Banking and Healthcare: Odd Bedfellows?
by Scott MacStravic
It is not often that there is a convergence between healthcare and financial services, but one appears to be already happening. It is based on an odd coincidence relative to the size and growth of two separate but closely related markets: 1) the market for “wellness” or “healthy living” services; and 2) the market for healthcare investment/spending accounts.
The size of the wellness/healthy living market has been estimated at $1 trillion by two different authors. One estimated that this level would be reached by 2020. [T. Haws “The New ‘Healthy Living’ Marketplace” www.hospitalconnect.com/hhnmag Jan 25, 2005] The other believes it will reach that size by 2010. [P. Pilzer “The Wellness Revolution: How to Make a Fortune in the Next TRILLION DOLLAR Industry”, New York, NY, John Wiley & Sons, 2002]
Precisely the same market size has been estimated for the health spending accounts (HSAs) that are part of consumer-directed health plans (CDHPs). [G. Ahlquist, et al. “The Next Trillion-Dollar Opportunity” Booz Allen & Hamilton eInsights June 2001] This market size is also predicted to be reached by 2010, based on an expected creation of 50 to 100 million new retail accounts reflecting the shift to defined contribution benefit plans and personal ownership of health spending accounts.
The financial services industry is already gearing up for its role in these converging markets.

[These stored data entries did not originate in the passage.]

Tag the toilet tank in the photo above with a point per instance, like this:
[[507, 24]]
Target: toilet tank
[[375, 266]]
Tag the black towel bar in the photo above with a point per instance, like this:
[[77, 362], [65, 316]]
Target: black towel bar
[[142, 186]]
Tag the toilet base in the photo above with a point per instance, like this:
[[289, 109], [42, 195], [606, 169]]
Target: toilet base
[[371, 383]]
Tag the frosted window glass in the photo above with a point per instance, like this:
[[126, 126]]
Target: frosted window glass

This convergence is based on the fact that the best way for consumers to protect and grow their trillion dollars of pre-tax HSAs that can only be spent on healthcare is to protect and improve their own health. The insurance segment of this market is already offering health insurance plans that are geared to healthy and health-focused consumers, those willing to commit to managing their own health and interested in coverage that depends on their acting accordingly.

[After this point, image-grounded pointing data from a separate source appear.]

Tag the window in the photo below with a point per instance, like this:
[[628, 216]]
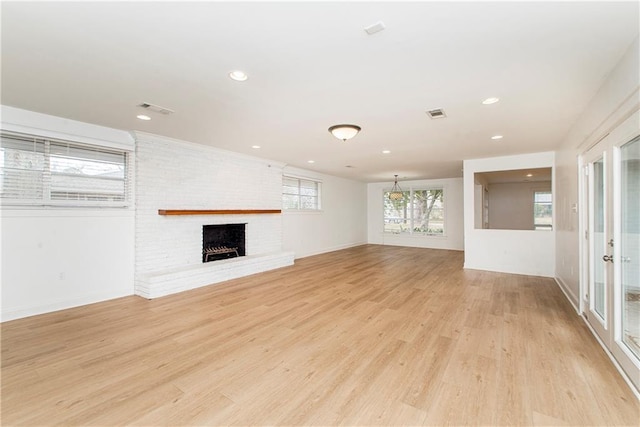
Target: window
[[420, 211], [40, 171], [300, 194], [542, 210]]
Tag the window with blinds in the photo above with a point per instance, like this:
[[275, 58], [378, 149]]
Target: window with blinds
[[41, 171], [300, 194]]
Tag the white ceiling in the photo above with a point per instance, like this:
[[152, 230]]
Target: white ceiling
[[311, 65]]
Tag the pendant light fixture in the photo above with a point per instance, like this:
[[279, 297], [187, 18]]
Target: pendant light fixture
[[344, 132], [396, 192]]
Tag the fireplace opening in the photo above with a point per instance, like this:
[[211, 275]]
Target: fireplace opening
[[223, 241]]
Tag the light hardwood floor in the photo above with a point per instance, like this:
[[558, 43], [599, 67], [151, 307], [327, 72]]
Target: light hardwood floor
[[373, 335]]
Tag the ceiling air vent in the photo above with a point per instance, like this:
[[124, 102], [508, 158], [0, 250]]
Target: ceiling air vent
[[438, 113], [155, 108]]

This convergence is also supported by those employers that recognize the full value of employee health – not merely in reducing sickness care costs, but in reducing absenteeism and presenteeism, improving employee productivity and performance. These employers are contributing to employees’ motivation and ability to manage their health, and thereby their HSAs. And the insurance plans that employers choose are increasingly joining in promoting employee wellness in order to attract and retain employer clients.
Financial services firms will be enjoying the opportunity to hold and manage the trillion dollars that consumers put into these accounts. They will compete for consumers’ accounts by offering both traditional interest on the savings, and transaction management when they are spent for eligible healthcare services. Healthcare providers will find themselves being paid through such accounts, and the credit or debit cards associated therewith.
Those firms that hold and manage these accounts may even be willing to partner with healthcare providers that are already in or move into the proactive health management (PHM) market. Since PHM services are designed to reduce the incidence and prevalence of disease and injury causes for depletion of HSAs, it is in these firms’ as well as in consumers’ best interests that PHM services be widely adopted. We can imagine the possibility that the firms holding HSAs will even be willing to pay higher interest or offer other advantages to consumers who adhere to healthier lifestyles.
Those who predicted the $1 trillion size for HSAs predicted that the leadership for the convergence between financial and healthcare industries will come from banking and investment firms, not healthcare insurers or providers. But there is no reason for insurers and providers to wait for such leadership. A partnership approach, particularly in local healthcare markets, may prove to be the best way to promote the mutual benefit of health and financial service firms, as well as the benefit to employers, consumers, governments and society as a whole that healthier people would deliver.